Previous Message
Next Message

new subscriber wants to know about best practices and what the hedoublehockeystick and 'em' is ;-)

Sent by Gunlaug_Sørtun on 28 September 2005 23:11

Kevin Martin wrote:

> ...I've been given the directive that the website MUST look the same 
> in all browsers (primarily concerned with IE, FF, and Mozilla, 
> less-so on Opera).

Ok, turn that browser-list the other way around while
designing/coding/testing, and it shouldn't be much of a problem.
That is; until some visitors overrides font-sizes and whatever else they
need (and know how) to change to suit their particular needs.
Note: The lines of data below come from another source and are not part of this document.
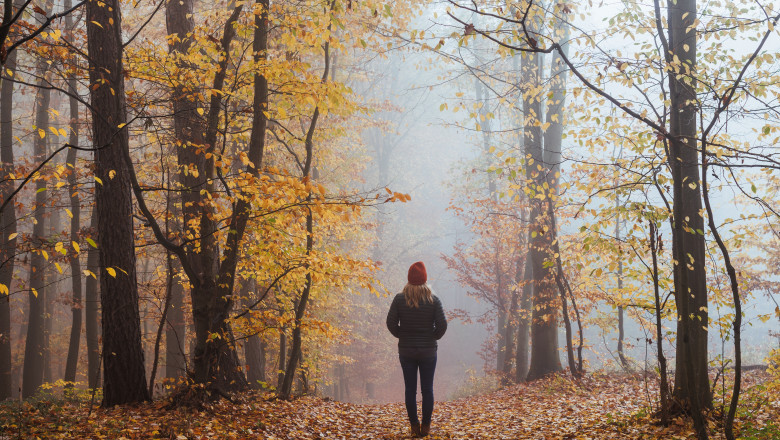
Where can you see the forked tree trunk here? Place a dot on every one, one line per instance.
(692, 384)
(75, 223)
(123, 357)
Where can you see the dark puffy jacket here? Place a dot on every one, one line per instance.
(417, 329)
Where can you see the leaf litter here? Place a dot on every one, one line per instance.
(597, 407)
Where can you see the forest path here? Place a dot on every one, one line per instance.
(555, 408)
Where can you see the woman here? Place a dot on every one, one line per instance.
(416, 318)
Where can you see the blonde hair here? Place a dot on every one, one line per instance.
(417, 293)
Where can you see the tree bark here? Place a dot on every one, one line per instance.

Make sure those who give you directives know that "designs made for
print don't work well on the web".

For you the important part is to know what each browsers can do to _any_
web page, and accommodate user-preferences to a degree so yours don't
get too easily broken.

> I've been doing this using position:absolute up to this point but 
> wonder if I'm missing the boat by not using relative positioning and 
> floats.

Using 'position:absolute' on large chunks of a page is a highly
unreliable and limiting method.
In short: yes, I think you are about to miss the boat :-)

Learn how to use floats and flow for page-layout, and save
'position:absolute' for minor details.

> My website is a multi-column website with a header, nav bar, and 3 
> columns (left, center, right), oh, and a footer.

Sounds pretty ordinary.

Most standard-compliant multi-column websites use floats and flow.

<> may provide
suitable and cross-browser stable solutions. It's all floats.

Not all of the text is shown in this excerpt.